“When I don my foremother’s necklace, an oddly comforting conversation-piece, I am humbled. Its five faces have accompanied me down the red carpet and up the entrepreneurial ladder — steps they dared not ascend in their lifetimes. Their spirits, dangling around my neck, remind me that I am nothing without guidance from voices of the past.”
Sure, I love Balenciaga, Céline, David Yurman, Gucci, Michael Kors, Mikimoto and Tiffany & Co., as much as the next brand-absorbed diva.

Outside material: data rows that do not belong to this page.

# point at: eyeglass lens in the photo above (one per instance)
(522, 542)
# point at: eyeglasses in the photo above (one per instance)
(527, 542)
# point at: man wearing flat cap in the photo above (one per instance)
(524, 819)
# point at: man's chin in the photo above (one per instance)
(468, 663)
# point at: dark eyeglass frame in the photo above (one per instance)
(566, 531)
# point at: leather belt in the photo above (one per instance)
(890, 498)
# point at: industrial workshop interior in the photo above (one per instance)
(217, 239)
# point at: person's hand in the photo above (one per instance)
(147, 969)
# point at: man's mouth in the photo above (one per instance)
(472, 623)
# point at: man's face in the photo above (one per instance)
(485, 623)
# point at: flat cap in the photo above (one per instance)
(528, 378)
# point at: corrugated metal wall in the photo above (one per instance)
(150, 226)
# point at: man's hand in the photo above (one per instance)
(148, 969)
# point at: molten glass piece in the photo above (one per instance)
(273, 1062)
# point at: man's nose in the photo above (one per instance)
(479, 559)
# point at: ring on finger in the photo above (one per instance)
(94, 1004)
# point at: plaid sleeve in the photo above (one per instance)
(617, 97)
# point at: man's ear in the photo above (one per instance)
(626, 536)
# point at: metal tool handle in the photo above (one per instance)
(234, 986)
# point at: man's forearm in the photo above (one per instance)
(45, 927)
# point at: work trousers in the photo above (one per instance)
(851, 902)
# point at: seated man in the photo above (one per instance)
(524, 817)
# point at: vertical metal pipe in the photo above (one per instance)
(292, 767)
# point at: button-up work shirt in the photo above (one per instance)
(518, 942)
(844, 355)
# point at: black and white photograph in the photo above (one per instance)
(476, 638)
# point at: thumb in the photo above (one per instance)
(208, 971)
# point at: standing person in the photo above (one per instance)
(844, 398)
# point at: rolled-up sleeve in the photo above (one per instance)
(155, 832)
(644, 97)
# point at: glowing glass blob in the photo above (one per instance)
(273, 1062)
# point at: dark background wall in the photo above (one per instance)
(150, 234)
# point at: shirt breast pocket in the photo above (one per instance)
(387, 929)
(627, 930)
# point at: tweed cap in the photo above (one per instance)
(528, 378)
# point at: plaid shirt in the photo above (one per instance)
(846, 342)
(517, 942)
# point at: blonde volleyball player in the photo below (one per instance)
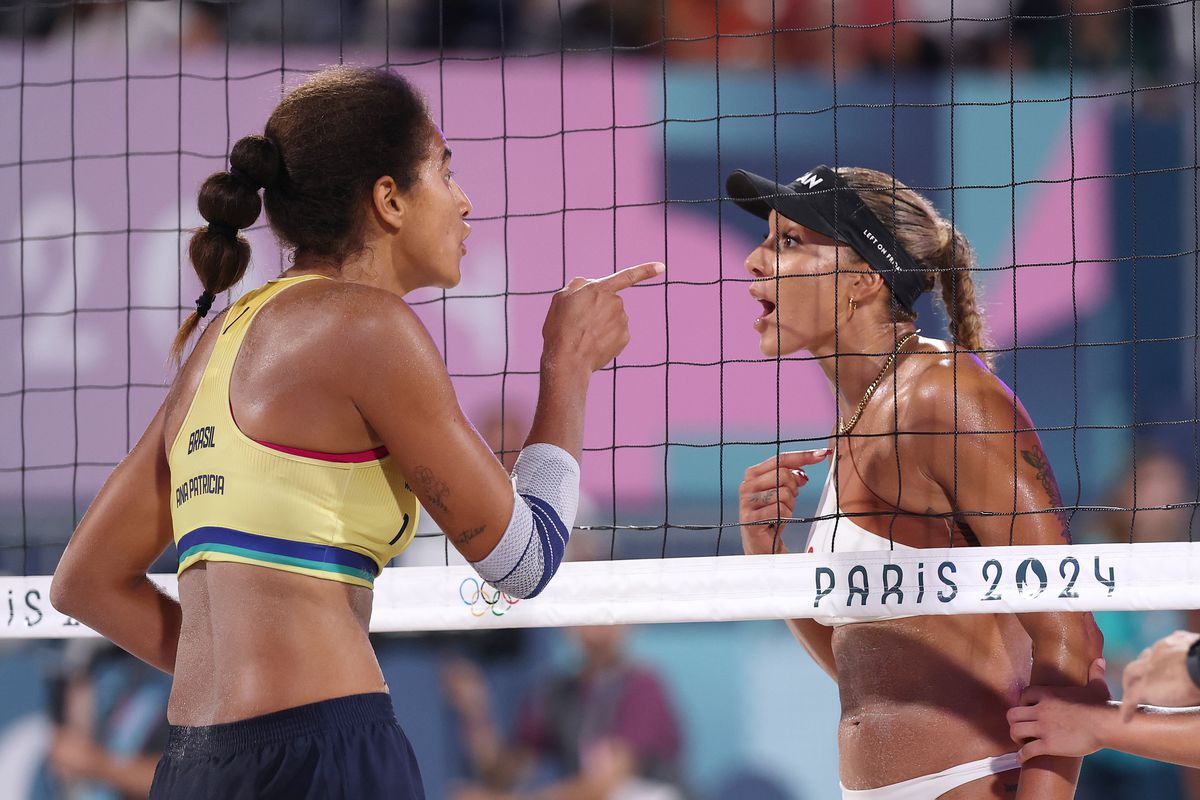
(924, 698)
(289, 456)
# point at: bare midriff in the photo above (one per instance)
(925, 693)
(256, 641)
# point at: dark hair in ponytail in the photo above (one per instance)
(228, 203)
(324, 146)
(934, 242)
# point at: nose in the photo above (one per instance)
(759, 264)
(465, 205)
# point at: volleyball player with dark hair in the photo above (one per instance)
(924, 698)
(291, 452)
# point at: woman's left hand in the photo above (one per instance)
(1062, 720)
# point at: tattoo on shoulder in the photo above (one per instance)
(467, 535)
(1038, 461)
(432, 489)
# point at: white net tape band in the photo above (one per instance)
(862, 585)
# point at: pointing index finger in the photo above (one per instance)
(631, 275)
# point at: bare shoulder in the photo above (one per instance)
(955, 391)
(341, 319)
(359, 338)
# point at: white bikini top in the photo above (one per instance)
(833, 531)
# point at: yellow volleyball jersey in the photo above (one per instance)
(334, 516)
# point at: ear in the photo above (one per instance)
(388, 203)
(865, 284)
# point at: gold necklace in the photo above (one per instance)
(844, 427)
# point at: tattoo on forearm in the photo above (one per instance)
(467, 535)
(1038, 461)
(432, 489)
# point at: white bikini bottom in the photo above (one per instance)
(928, 787)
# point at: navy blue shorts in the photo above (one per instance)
(347, 747)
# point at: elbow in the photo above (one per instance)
(64, 596)
(71, 590)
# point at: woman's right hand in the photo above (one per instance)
(587, 324)
(767, 494)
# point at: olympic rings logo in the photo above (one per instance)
(480, 597)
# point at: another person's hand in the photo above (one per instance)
(1062, 720)
(1159, 675)
(768, 493)
(75, 756)
(587, 322)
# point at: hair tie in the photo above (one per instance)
(223, 229)
(244, 176)
(204, 302)
(947, 235)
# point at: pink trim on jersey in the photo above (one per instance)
(359, 457)
(340, 458)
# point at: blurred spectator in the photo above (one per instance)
(138, 25)
(605, 729)
(109, 716)
(1096, 36)
(1163, 479)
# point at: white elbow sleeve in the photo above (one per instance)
(545, 499)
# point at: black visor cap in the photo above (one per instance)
(821, 200)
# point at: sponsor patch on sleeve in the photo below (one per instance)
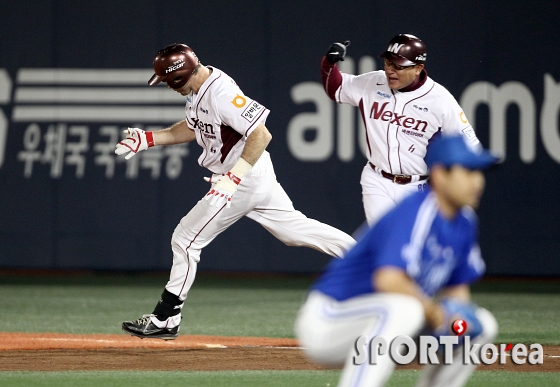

When I don my Foremother’s Necklace, an oddly comforting conversation-piece, I am humbled. Its five faces have accompanied me down the red carpet and up the entrepreneurial ladder — steps they dared not ascend in their lifetimes. Their spirits, dangling around my neck, remind me that I am nothing without guidance from voices of the past.
As a publicist-cum-family history researcher, chronicling the untold stories of my ancestors and their colorful heritage (European, Sub-Saharan African, and Native American) has always been vital to me. Over the past three years, as I settled into semi-retired status (only representing select clients), my inventive itch prompted me to start my next project — gutting out vintage pocket watches, with the idea of collaborating with a jeweler to create a Foremother’s Necklace.
From rummaging through records of all types, to implementing a proposal that once won genetic DNA testing for family members, in 1999 I began chronicling the lives of my five overlapping tri-racial family lineages who originated throughout humble hamlets in Western North Carolina. My pictorial tributes had yielded a magnificent, full-color 420-page coffee table book, sold exclusively to family, depicting hundreds of restored black-and-white photographs, some dating back to the late 1800s. Other creations landed me on multiple episodes of Home & Garden Television before millions of viewers.
After a glamorous 25-year career that had access into the “all that glitters” environs of privilege and status, I realized that I not only wanted/needed to tell the stories of my forebears—but I yearned to wear a symbol of their strength and their struggles around my neck. My work had cast me jet-setting the globe and, of course, shopping for the now-insignificant baubles, gemstones, and beads, that collect dust in my jewelry box.
Not only am I one of few women that I know who can actually identify five generations of foremothers, but people are in awe that I can actually picture — look into the eyes of — five generations of maternal foremothers. I couldn’t allow the visual opportunity surrounding such a blessing to go to waste.